Michael Brick's update from Austin on the ideological fight over Texas textbooks follows the paper's usual pattern of pretending the only ideologues in the fight are "conservative," failing to identify protesters as left-wing or liberal.
Texas-based reporter Michael Brick was in Austin in anticipation of a Board of Education vote on the political content of textbooks in Texas schools: "Texas School Board Set to Vote Textbook Revisions."

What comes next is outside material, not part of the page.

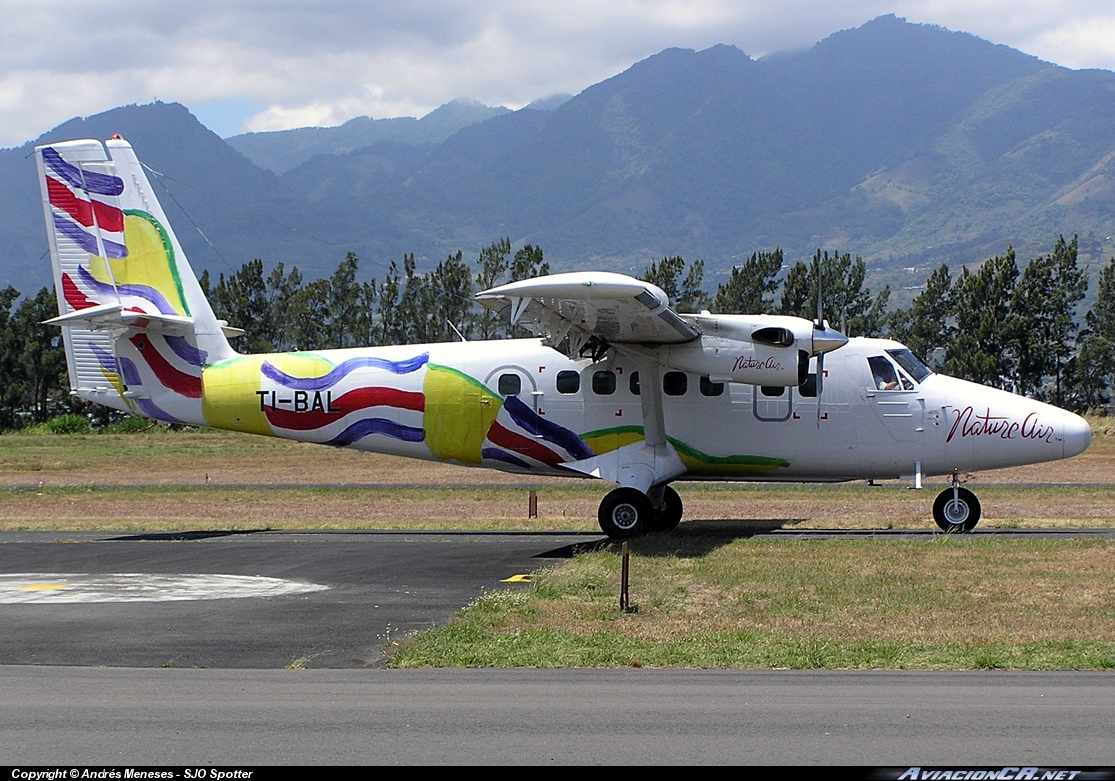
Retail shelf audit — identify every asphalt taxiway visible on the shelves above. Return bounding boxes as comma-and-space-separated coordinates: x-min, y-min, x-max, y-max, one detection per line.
0, 530, 1115, 766
0, 531, 601, 668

Typical of the Times' coverage of the matter, Brick found lots of "conservatives" on one side of the debate over Texas textbooks in Friday's story, but no countervailing liberals, though they were in full protest mode at a hearing on Wednesday. Neither did Brick convey concerns of conservatives over liberal indoctrination in past editions of schoolbooks. Here's a sample of Brick's dense labeling:

After facing months of protest, conservative members of the Texas Board of Education were expected Thursday night to vote to teach schoolchildren a version of American history that emphasizes the roles of capitalist enterprise, the military, Christianity and modern Republican political figures.

The scheduled vote was a preliminary tally, with the final vote by the same group planned for Friday.

....

But Texas has only increased in stature as a symbolic battleground over the politicization of education, largely because of the emergence of a conservative voting bloc on the board.

Once a decade, the board members rewrite hundreds of pages of guidelines known as the Texas Essential Knowledge and Skills, the blueprint for standardized tests used to judge teachers, principals and entire schools.

Last year, conservatives on the board changed the state science curriculum to undermine the teaching of evolution, cell formation and the Big Bang.

....

And in a recurring debate concerning the use of the phrase "such as" when listing historical figures for inclusion in textbooks, conservative members of the board underscored their influence on textbook publishers.

"There's not a 'such as' out there that doesn't appear in the book," said Patricia Hardy, a Republican career educator who votes independently of the conservative bloc. Teachers look for books specifically emphasizing material that will be covered on standardized tests, Ms. Hardy added, saying, "They weren't born yesterday."

A member of the board's Christian conservative voting bloc, Ken Mercer, responded: "Thank you. I'm very happy."

By contrast, an opponent quoted near the end was not identified as on the left, though the politics of his organization are clear:

One opponent of the changes, Benjamin T. Jealous, president of the N.A.A.C.P., vowed to take the fight to other states.

Two photo captions of protesters also failed to note any political agenda on their behalf. A similar pattern held in James McKinley Jr.'s previous March 11 piece, also drenched in "conservative" labels yet ignoring a radical leftist group featured in an accompanying photo: the "Chicano" nationalist movement MEChA.